The semiconductor giant had revised its estimates in early June, from between USD6.4 billion and USD7.0 billion, down to between USD6.2 billion and USD6.5 billion. Its actual revenues came at the low end of its revised estimates. Second quarter net income was USD446 million, down 52 percent since Q1 and up 128 percent since the same quarter in 2001.
Earnings per share were USD0.07, down 50 percent from the first quarter but up 133 percent from USD0.03 in the same quarter last year. Second quarter net income excluding acquisition-related costs was USD620 million, down 39 percent over the previous quarter and down 27 percent compared to the same time in 2001.
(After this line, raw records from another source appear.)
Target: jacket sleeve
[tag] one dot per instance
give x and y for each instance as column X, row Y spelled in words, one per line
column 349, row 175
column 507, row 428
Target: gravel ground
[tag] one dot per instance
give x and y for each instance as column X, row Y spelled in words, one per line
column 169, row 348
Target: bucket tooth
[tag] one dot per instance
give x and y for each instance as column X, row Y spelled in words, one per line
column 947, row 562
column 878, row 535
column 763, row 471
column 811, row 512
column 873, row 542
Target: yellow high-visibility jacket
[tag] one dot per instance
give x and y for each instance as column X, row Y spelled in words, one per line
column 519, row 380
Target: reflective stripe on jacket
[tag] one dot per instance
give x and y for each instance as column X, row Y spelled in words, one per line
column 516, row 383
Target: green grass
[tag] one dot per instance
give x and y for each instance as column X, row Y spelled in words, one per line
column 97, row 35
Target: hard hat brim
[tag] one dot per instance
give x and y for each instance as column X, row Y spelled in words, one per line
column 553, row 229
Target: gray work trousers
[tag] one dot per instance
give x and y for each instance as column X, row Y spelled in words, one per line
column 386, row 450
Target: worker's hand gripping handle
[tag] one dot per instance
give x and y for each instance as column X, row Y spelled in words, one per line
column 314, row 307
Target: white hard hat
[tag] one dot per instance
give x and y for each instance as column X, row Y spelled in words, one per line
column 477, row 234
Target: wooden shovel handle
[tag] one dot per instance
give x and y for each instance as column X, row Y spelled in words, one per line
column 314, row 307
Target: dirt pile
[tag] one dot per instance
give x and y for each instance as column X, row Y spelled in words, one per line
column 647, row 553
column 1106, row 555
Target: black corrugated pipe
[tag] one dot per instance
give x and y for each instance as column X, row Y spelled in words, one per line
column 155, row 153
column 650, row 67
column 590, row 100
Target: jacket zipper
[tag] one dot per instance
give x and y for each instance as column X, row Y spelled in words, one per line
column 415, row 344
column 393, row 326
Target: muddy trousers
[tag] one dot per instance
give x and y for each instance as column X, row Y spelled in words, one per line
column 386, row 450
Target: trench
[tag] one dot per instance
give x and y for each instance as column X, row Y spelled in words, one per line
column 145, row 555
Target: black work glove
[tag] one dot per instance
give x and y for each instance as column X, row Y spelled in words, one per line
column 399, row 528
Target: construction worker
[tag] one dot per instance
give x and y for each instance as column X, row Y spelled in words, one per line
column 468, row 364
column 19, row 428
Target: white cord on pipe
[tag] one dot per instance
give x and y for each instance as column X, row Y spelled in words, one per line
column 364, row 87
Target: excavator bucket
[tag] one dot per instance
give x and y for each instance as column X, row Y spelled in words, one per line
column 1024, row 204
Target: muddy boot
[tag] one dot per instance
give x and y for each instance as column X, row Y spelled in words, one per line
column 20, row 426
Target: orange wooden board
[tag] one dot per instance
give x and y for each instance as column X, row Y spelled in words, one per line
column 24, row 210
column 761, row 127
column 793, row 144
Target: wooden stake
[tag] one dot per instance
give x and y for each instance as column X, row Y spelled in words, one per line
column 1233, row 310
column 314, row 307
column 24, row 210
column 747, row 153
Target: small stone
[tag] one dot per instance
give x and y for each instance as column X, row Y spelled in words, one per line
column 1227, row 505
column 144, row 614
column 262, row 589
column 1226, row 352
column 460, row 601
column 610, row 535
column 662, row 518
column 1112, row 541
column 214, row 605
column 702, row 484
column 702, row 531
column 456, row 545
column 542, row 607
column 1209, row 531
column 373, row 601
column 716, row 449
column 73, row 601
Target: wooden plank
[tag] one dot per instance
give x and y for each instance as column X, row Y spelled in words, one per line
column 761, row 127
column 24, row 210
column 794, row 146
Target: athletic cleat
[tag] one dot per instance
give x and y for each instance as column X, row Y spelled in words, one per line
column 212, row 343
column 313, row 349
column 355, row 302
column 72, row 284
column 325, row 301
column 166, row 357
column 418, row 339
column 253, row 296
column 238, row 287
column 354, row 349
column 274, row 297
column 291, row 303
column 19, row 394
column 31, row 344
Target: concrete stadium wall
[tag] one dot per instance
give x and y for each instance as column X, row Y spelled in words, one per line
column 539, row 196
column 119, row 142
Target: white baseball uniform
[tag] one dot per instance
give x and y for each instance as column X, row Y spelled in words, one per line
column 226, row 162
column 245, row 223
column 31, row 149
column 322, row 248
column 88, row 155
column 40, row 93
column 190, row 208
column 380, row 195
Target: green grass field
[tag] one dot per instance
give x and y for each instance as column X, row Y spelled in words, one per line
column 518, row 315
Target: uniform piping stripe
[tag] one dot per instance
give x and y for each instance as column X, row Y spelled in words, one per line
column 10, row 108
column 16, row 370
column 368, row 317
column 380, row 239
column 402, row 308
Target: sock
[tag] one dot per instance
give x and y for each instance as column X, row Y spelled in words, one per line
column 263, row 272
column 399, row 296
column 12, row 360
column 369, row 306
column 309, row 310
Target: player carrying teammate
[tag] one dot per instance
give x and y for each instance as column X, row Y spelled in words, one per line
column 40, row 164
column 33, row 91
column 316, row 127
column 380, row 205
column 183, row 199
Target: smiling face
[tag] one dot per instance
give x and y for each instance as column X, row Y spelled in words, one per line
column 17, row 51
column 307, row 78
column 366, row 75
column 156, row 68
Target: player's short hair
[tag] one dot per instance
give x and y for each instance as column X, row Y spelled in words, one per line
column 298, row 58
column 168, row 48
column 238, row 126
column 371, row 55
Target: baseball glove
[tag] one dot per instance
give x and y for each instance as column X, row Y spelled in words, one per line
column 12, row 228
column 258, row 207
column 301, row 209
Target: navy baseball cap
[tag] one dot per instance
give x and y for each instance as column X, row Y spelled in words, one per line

Earnings excluding acquisition-related costs were USD0.09 per share, down 40 percent sequentially and down 25 percent from USD0.12 in the second quarter of 2001. These results include the impact of the USD106 million charge related to winding down of Intel's on-line services business, reported in ElectricNews.Net last month.
Craig Barrett, Intel's chief executive, said that Intel is performing well in a tough environment and stated that the firm had seen a growth in its communications business, led by flash memory revenue.
Barrett also predicted a modest seasonal increase in the second half of the year. In the meantime Intel plans to cut costs and invest in order to maximise the return during the upturn. During the second half of the year, Intel now plans to trim its headcount by approximately 4,000 people exclusive of acquisitions, primarily through attrition, voluntary separation programs and some targeted business divestitures.
The cuts amount to less than 5 percent of the company's 83,000 person workforce, and Intel said in a statement that the reduction "is not expected to have a material impact on our operations in Ireland."
Intel expects to spend USD4.0 billion on research and development this year, lower than the previous expectation of USD4.1 billion. The closely-watched figure of capital expenditure is also to be slashed, down from USD5.5 billion to between USD5.0 billion and USD5.2 billion. But the company specified that the reduction in capital expenditure was due to cutbacks in areas other than in microprocessors, and that it did not relate to the company's current and future microprocessor capacity.
That caveat will give some comfort to Intel's workers in Ireland, where the company said in April that it was re-starting construction of its Fab 24 facility in Leixlip. By the first half of 2004 the USD2 billion Leixlip facility is scheduled to begin producing 90-nanometer microprocessors on 300-mm wafers, the most advanced chips yet produced by Intel.
In its outlook the company said its third-quarter revenue should be at least the same as the current quarter, at USD6.3 billion, but could reach USD6.9 billion.